Archive for June, 2011
With the recent stable release of the CDK (1.3.12) and the inclusion of the new rendering classes, I was able to make a new release of the rcdk (3.1.1) and rcdklibs (1.3.11) packages that support cheminformatics in R. They’ve been pushed to CRAN and should be visible in a day or two. The new features in the latest version of rcdk include
- Directly evaluate molecular volume (based on group contributions) using get.volume
- Generate fingerprints using the hybridization state
- get.total.charge and get.total.formal.charge work sensibly
- Added a function (copy.image.to.clipboard) that copies the 2D depiction of a molecule to the system clipboard in PNG format
- Now, OS X users can view and copy molecule depictions. This is slower compared to the same operation on Windows or Linux since it involves shell’ing out via system. But it is better than not being able to view anything.
Sometime back Egon implemented a simple group contribution based volume calculator and it made its way into the stable branch (1.4.x) today. As a result I put out a new version of the CDKDescUI which includes a descriptor that wraps the new volume calculator as well as the hybridization fingerprinter that Egon also implemented recently. The volume descriptor (based on the VABCVolume class) is one that has been missing for the some time (though the NumericalSurface class did return a volume, but it’s slow).
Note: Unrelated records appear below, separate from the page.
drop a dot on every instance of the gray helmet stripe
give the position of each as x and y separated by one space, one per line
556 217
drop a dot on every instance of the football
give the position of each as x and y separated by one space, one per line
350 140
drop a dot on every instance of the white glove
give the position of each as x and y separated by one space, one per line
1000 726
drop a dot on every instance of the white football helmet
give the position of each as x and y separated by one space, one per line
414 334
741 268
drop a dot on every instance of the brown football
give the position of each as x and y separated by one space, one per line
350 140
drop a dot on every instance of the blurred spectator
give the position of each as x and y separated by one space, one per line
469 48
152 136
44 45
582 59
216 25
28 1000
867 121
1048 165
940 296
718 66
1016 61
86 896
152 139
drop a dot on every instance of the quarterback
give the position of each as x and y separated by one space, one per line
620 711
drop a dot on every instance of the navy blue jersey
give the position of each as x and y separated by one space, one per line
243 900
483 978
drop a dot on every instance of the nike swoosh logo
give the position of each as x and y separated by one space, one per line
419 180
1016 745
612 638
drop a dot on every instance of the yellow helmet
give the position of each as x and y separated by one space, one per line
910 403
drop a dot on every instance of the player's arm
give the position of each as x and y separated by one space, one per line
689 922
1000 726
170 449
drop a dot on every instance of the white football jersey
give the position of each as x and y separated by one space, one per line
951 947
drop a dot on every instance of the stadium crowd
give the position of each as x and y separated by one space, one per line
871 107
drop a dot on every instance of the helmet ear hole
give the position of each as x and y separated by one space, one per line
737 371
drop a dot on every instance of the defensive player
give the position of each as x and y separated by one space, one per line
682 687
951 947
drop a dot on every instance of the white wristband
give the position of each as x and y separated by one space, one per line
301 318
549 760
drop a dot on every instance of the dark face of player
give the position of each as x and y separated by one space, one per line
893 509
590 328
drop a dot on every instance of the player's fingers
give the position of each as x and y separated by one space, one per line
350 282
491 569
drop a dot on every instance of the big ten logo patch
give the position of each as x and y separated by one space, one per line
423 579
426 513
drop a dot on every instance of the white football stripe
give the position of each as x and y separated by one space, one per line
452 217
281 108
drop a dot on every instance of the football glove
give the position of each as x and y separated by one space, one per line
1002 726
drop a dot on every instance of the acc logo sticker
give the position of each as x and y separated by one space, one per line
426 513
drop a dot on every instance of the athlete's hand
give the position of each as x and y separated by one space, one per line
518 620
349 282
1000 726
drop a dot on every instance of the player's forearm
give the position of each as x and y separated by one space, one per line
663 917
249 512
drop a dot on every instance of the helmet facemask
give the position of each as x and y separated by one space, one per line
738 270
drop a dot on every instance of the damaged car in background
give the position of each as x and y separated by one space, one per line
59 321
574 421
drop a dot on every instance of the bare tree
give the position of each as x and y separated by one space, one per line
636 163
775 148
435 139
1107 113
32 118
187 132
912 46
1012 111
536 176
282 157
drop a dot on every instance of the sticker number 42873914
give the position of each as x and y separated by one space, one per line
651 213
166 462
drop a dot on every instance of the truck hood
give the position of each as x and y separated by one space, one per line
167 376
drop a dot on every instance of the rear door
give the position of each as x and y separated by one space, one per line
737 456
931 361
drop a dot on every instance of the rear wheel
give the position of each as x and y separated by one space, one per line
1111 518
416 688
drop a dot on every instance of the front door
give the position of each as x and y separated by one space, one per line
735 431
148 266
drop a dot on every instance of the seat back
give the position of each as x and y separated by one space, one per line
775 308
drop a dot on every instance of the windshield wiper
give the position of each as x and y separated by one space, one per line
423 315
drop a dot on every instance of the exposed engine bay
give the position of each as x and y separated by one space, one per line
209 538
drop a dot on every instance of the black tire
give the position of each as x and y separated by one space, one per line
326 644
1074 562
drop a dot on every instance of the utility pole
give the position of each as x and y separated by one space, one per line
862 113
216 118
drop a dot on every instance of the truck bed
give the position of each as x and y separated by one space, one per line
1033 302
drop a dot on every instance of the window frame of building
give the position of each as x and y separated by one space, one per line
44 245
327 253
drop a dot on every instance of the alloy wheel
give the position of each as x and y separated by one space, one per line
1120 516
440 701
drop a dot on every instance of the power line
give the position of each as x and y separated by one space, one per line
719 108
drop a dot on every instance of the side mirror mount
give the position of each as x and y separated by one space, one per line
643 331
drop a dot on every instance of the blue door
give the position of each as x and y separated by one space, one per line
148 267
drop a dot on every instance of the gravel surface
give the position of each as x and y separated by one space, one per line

This class is reasonably fast (10,000 molecules processed in 32 sec) and correlates well with the 2D and pseudo-3D volume descriptors from MOE (2008.10) as shown below. As expected the correlation is better with the 2D version of the descriptor (which is similar in nature to the lookup method used in the CDK version). The X-axis represents the CDK descriptor values.
I’ve submitted version 3.4.3 of the fingerprint package to CRAN, so it should be available in a day or two. It’s an R package that lets you read in (chemical structure) fingerprint data from a variety of sources (CDK, MOE, BCI etc) and perform a variety of operations (bitwise, similarity, etc.) and visualizations on them.
The two main additions to this version are
- Read support for the new FPS fingerprint format described by Andrew Dalke at the chemfp project. Note, it currently discards some of header information
- The fingerprint class now has a field, misc, (a list) that allows one to read in extra, arbitrary data that might be provided along with a fingerprint. Exactly what gets stored in this field depends on the line function used to read in the fingerprint data. Currently only the FPS parser returns extra data (when available) in this field.
As always, you can get the package source directly from the Github repository.